About 25,000 Dallas residents who have been financially impacted by the coronavirus pandemic applied for help from the city to pay their rent or mortgages in the two days since signup began.
And close to 10,000 who are eligible will now wait to see if their number is called.
Demand was so high that the program was nearing capacity by Tuesday morning and the city shut down its online pre-screening tool at 11 a.m., the city announced in a news release.
A spokeswoman for the city said the program originally was going to accept applications until the end of the month.
About 1,000 households are expected to benefit from the program, said Eric Anthony Johnson, Dallas’ chief of economic development and housing and neighborhood revitalization.
Monday’s launch, Johnson said, was an “eye opening” moment that showed officials that Dallas residents are in serious need of financial relief.
“This is almost like the lines we’ve been seeing in the grocery stores for meat and toilet paper,” Johnson said. “If you take that demand and put it into the context of rent, that’s the demand we saw yesterday.”
Now the city is urging the federal government to release more money for its aid programs.
The Dallas City Council allocated about $13.7 million in federal money to the rent and mortgage assistance programs. Some households will receive up to $1,500 in aid for three months while others may get assistance for two years.
Individuals and families whose incomes were at or below 80% of the area median income were eligible to apply. A family of four, for example, would need to make under $66,500 to qualify.
The city announced in an update Tuesday that 9,966 eligible applicants would be moving onto the next phase of the process. Almost 25,000 residents had submitted applications by 11 a.m. Tuesday, when the online portal was shut down.
Rental and mortgage assistance program applications are now closed.
We had 9,966 applicants who, based on their answers, are eligible for the next phase of the process.
— Office of Mayor Eric Johnson (@DallasMayor) May 5, 2020
The city anticipates it can help about 1,000 households, but that number could change if there are more applicants with lower rent costs, Johnson said.
In a statement released Tuesday afternoon, the city urged the Department of Housing and Urban Development to release two other funding allocations for the rent and mortgage and small business assistance programs.
What can applicants expect now?
Applicants moving onto the next phase can expect a call from city staff to ask for documentation and to suggest which assistance program they may qualify for, according to the city’s guide to the program.
A case manager will then follow up to request any additional documents from applicants. The city will also conduct a home inspection before payments are made to landlords or lenders. The entire process could take up to four weeks.
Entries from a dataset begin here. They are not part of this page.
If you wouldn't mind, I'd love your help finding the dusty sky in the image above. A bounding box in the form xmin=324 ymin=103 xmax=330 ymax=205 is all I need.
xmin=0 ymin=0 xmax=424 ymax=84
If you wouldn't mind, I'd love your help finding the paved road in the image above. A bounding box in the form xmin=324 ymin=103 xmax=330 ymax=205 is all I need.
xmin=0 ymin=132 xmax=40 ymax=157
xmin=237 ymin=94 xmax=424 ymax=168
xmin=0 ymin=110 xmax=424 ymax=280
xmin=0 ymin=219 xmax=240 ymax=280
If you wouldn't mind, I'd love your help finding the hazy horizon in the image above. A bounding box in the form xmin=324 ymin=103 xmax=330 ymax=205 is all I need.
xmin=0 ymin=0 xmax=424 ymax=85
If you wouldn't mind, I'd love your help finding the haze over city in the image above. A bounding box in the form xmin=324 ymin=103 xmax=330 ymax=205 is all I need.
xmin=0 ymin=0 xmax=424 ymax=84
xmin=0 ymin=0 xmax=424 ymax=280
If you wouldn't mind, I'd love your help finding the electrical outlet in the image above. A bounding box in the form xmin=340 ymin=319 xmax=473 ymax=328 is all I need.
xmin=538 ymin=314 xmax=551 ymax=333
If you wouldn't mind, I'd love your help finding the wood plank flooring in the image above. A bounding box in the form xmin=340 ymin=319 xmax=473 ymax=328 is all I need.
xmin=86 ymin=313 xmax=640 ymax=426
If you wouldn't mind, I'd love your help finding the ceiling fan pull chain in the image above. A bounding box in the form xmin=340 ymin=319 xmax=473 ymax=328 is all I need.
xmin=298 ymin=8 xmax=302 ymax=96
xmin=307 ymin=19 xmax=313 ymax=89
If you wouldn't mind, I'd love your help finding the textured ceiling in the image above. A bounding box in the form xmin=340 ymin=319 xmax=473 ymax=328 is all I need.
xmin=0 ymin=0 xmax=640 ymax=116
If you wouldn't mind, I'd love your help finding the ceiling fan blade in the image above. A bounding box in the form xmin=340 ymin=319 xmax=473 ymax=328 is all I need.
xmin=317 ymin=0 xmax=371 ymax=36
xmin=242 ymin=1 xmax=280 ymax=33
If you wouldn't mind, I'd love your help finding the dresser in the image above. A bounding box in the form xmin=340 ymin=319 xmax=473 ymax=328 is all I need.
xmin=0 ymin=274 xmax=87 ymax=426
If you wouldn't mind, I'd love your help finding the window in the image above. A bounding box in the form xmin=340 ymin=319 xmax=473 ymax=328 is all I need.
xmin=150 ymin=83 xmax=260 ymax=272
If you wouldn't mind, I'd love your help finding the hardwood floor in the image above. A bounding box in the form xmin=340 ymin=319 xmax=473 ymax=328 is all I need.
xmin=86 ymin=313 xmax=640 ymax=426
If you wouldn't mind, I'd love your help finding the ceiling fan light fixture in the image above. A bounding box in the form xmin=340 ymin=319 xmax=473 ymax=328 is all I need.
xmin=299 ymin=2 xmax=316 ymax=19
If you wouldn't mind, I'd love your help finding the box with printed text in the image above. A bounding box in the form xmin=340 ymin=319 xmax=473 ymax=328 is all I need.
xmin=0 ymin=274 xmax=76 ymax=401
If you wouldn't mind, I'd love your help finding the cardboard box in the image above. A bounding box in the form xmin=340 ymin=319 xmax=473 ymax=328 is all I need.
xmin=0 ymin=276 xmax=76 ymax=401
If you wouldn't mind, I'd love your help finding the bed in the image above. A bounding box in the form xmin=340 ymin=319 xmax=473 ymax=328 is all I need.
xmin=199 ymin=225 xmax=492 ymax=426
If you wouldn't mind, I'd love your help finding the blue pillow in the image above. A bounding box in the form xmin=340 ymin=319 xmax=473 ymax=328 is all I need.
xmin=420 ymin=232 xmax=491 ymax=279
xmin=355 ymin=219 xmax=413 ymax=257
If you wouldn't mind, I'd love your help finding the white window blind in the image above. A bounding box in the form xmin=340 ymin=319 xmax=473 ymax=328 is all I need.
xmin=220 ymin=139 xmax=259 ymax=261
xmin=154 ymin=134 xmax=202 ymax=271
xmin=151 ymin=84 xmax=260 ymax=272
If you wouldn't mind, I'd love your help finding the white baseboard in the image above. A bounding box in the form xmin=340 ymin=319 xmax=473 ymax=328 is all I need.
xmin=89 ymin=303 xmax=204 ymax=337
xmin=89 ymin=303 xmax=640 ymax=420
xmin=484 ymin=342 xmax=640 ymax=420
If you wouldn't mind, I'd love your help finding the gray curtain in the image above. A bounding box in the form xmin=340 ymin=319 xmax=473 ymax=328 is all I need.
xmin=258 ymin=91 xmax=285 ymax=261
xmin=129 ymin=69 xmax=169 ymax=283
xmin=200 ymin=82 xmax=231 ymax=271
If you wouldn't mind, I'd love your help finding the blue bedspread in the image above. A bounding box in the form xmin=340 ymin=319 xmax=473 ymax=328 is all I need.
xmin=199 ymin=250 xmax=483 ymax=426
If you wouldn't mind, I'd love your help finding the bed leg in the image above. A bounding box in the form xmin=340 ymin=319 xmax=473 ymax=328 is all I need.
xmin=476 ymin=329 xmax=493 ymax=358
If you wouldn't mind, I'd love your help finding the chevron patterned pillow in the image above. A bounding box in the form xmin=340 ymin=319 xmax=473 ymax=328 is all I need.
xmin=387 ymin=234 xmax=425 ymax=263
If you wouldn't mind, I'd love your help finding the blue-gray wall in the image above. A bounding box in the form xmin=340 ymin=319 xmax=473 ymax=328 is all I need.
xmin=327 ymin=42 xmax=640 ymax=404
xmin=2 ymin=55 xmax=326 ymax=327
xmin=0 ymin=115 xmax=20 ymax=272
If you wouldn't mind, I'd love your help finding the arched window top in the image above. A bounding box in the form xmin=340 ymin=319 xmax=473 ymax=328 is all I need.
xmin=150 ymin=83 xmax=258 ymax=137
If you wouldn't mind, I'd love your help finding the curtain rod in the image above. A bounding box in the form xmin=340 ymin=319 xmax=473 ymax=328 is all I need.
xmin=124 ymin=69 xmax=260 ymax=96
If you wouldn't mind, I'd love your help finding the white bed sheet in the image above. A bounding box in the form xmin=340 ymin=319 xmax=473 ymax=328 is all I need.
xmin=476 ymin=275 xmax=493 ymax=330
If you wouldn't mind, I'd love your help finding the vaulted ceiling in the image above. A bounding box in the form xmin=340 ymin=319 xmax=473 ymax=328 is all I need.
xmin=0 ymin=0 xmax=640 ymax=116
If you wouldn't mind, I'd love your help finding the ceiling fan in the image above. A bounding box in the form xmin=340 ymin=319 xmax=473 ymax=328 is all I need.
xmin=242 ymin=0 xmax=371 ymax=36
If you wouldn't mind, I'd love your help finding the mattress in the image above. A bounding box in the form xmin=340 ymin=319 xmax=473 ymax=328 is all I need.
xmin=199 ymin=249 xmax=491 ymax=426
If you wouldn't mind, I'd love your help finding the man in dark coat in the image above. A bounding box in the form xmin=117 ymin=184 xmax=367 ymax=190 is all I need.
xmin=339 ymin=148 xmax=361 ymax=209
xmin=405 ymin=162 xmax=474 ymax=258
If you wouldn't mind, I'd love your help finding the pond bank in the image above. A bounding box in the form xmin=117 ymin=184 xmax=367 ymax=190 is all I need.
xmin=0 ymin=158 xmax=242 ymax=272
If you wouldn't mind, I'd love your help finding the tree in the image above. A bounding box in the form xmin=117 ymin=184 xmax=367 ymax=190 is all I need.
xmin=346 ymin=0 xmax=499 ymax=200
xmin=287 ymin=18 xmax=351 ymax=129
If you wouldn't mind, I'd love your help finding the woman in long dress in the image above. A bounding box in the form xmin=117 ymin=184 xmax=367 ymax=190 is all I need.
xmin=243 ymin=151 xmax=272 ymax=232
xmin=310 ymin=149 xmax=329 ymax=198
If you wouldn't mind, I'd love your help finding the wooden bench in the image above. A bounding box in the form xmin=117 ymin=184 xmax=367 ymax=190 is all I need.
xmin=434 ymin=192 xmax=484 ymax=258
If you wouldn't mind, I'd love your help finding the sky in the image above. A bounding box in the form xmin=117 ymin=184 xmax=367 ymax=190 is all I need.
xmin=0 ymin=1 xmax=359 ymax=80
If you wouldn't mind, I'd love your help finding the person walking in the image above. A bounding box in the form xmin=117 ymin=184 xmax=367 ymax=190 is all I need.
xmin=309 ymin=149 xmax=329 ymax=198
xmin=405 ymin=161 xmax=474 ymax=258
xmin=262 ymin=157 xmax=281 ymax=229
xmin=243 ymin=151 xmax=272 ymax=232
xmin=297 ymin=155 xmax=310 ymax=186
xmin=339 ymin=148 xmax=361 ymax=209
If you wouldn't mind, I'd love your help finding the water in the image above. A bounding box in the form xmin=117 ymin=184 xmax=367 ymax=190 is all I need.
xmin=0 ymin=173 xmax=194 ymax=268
Those hoping to get aid from the city will need to keep their fingers crossed and hope their applications are close to the front of the line.
“Submitting this pre-screening application survey is not a guarantee of assistance or a guarantee that you will receive a call for the next stage, as applications are processed on a first come first serve basis,” read a message received by applicants.
Demand for aid already existed, Johnson said, but COVID-19′s impact has squeezed families living paycheck to paycheck.
The city will need more resources, he added, if it is to expand the net to help more families beyond the pandemic.
“It’s going to require us to look beyond our normal resources to keep this going,” Johnson said. “Dallas couldn’t carry this thing by itself. The scale of money needed on a permanent basis would be enormous.”